Generating Diverse Code Explanations using the GPT-3 Large Language Model | AI Paper Digest

TL;DR Highlight

A study analyzing how GPT-3 can automatically generate multiple natural-language explanations of a single code snippet from different perspectives.

Who Should Read

Developers and researchers interested in automated code documentation, code comprehension tooling, and using LLMs for developer education.

Core Mechanics

GPT-3 can generate diverse natural language explanations for the same code snippet by varying the prompt perspective (what it does, why it exists, how it works)
Different prompting strategies yield explanations of varying quality and target audience appropriateness
Higher-quality explanations are produced when prompts specify the intended audience (beginner vs. expert) and explanation type
Multi-perspective explanations improve code comprehension more than single explanations in user studies
Automatic evaluation metrics correlate moderately with human judgments of explanation quality

Evidence

Human evaluation study comparing single vs. multi-perspective explanations on comprehension tasks
Tested across multiple GPT-3 variants with different prompt templates
Correlation analysis between automatic metrics (BLEU, BERTScore) and human ratings

How to Apply

When auto-generating code comments or documentation, prompt the LLM with specific explanation angles: 'explain what this does', 'explain why this approach was chosen', 'explain this for a junior dev'.
Generate multiple explanation candidates and use a ranker or human review to select the best for your documentation.
Tailor the prompt's target audience specification to match your actual readers for better output quality.

Code Example

snippet

import openai

code_snippet = """
for i in range(5):
    print(i * 2)
"""

explanation_types = {
    "execution_trace": "Explain step-by-step what happens when this Python code runs, including the value of each variable at each step:",
    "term_definition": "Define the key programming terms and concepts used in this Python code in simple language for a beginner:",
    "hint": "Give a helpful hint about what this Python code does without giving away the full answer, suitable for a student learning to code:"
}

def generate_code_explanation(code, explanation_type):
    prompt = f"{explanation_types[explanation_type]}\n\n{code}"
    response = openai.ChatCompletion.create(
        model="gpt-3.5-turbo",  # or gpt-4
        messages=[
            {"role": "system", "content": "You are a helpful programming tutor."},
            {"role": "user", "content": prompt}
        ],
        max_tokens=300
    )
    return response.choices[0].message.content

# Generate explanations from three perspectives
for etype in explanation_types:
    print(f"=== {etype} ===")
    print(generate_code_explanation(code_snippet, etype))
    print()

Terminology

Code ExplanationNatural language text describing what a piece of code does, aimed at helping developers understand it without running it.

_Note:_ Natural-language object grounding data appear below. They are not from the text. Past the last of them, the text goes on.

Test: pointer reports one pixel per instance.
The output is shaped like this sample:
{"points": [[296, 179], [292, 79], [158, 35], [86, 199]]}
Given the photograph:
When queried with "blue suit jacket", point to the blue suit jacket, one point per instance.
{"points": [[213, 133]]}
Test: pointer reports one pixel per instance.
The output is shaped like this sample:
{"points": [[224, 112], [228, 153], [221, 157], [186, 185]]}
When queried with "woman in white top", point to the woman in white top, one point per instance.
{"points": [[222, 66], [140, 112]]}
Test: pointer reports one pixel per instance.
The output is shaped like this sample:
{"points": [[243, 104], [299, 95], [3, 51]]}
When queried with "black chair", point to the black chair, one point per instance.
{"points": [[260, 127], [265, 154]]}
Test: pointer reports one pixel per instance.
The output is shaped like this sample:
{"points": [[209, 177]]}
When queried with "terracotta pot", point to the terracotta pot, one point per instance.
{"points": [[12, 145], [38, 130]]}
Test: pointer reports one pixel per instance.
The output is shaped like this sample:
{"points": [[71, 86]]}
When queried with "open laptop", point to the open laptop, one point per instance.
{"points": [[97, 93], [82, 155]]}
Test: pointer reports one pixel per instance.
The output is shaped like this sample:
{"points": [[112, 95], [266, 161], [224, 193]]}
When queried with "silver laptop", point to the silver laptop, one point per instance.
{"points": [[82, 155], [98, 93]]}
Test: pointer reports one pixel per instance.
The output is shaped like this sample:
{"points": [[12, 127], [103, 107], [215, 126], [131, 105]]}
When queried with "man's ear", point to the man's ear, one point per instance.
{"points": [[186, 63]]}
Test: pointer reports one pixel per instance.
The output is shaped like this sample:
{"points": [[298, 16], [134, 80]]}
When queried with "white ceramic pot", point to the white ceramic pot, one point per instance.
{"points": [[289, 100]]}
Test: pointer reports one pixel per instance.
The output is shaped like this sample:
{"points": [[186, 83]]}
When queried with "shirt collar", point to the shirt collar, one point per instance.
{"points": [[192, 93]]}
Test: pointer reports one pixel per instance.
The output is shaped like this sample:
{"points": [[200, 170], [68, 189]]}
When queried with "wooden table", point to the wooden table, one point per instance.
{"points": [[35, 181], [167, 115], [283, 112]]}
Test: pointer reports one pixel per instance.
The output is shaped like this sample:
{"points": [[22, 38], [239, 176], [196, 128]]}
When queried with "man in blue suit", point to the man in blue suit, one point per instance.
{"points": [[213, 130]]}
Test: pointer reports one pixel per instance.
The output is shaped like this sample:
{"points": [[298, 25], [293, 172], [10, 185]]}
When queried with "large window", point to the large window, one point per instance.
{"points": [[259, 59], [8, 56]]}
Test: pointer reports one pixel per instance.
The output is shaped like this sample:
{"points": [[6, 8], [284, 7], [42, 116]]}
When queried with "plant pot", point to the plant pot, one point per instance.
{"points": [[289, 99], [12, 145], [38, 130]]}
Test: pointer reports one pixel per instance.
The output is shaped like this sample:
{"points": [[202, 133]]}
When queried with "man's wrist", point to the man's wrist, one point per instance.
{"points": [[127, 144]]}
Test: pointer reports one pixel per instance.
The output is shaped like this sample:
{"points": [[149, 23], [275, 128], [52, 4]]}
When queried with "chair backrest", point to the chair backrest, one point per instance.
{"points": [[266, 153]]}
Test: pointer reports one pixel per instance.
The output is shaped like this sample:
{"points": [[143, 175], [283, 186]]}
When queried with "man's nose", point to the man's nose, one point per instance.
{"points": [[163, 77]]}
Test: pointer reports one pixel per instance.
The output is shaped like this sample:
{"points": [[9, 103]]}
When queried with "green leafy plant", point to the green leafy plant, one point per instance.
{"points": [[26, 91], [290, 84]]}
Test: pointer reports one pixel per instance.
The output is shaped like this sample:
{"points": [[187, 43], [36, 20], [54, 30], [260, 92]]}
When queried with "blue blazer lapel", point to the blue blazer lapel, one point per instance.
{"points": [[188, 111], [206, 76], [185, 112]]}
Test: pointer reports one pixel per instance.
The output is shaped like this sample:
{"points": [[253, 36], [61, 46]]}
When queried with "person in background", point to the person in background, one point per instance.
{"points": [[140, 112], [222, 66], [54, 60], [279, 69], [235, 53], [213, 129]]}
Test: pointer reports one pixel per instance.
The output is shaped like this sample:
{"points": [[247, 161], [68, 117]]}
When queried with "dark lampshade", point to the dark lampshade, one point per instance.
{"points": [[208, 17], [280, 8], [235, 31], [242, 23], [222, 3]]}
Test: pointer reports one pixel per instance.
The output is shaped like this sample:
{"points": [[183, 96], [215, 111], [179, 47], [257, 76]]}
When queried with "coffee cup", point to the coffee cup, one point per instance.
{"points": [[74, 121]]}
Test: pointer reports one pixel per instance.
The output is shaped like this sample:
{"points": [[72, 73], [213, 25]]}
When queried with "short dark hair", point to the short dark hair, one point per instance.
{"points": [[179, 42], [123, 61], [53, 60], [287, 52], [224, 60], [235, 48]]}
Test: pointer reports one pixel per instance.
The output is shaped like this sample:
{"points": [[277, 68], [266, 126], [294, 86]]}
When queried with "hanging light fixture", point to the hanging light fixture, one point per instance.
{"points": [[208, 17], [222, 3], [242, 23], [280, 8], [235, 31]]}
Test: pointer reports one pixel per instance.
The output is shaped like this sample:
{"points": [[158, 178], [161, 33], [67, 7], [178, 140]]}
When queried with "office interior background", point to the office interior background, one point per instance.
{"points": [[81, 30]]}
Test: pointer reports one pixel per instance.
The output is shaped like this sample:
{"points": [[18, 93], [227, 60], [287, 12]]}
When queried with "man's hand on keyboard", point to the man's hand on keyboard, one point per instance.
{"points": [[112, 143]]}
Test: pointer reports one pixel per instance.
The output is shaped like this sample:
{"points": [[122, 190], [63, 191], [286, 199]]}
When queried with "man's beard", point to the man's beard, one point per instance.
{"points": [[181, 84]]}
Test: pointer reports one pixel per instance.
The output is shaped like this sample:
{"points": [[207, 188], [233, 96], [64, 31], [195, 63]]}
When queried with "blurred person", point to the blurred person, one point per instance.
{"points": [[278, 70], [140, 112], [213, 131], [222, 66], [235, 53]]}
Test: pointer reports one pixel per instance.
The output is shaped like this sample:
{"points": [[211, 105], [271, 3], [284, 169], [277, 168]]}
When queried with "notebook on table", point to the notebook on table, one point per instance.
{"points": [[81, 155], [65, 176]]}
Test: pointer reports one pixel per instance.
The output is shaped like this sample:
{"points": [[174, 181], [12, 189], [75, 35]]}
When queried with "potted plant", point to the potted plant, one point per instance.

Multi-perspective explanationGenerating multiple descriptions of the same code from different angles (functionality, rationale, implementation details).

BERTScoreAn automatic text evaluation metric that measures semantic similarity between generated and reference text using BERT embeddings.

BLEUBilingual Evaluation Understudy. An automatic metric comparing generated text to reference text based on n-gram overlap.

Related Papers

Original Abstract (Expand)

Good explanations are essential to efficiently learning introductory programming concepts [10]. To provide high-quality explanations at scale, numerous systems automate the process by tracing the execution of code [8, 12], defining terms [9], giving hints [16], and providing error-specific feedback [10, 16]. However, these approaches often require manual effort to configure and only explain a single aspect of a given code segment. Large language models (LLMs) are also changing how students interact with code [7]. For example, Github's Copilot can generate code for programmers [4], leading researchers to raise concerns about cheating [7]. Instead, our work focuses on LLMs' potential to support learning by explaining numerous aspects of a given code snippet. This poster features a systematic analysis of the diverse natural language explanations that GPT-3 can generate automatically for a given code snippet. We present a subset of three use cases from our evolving design space of AI Explanations of Code.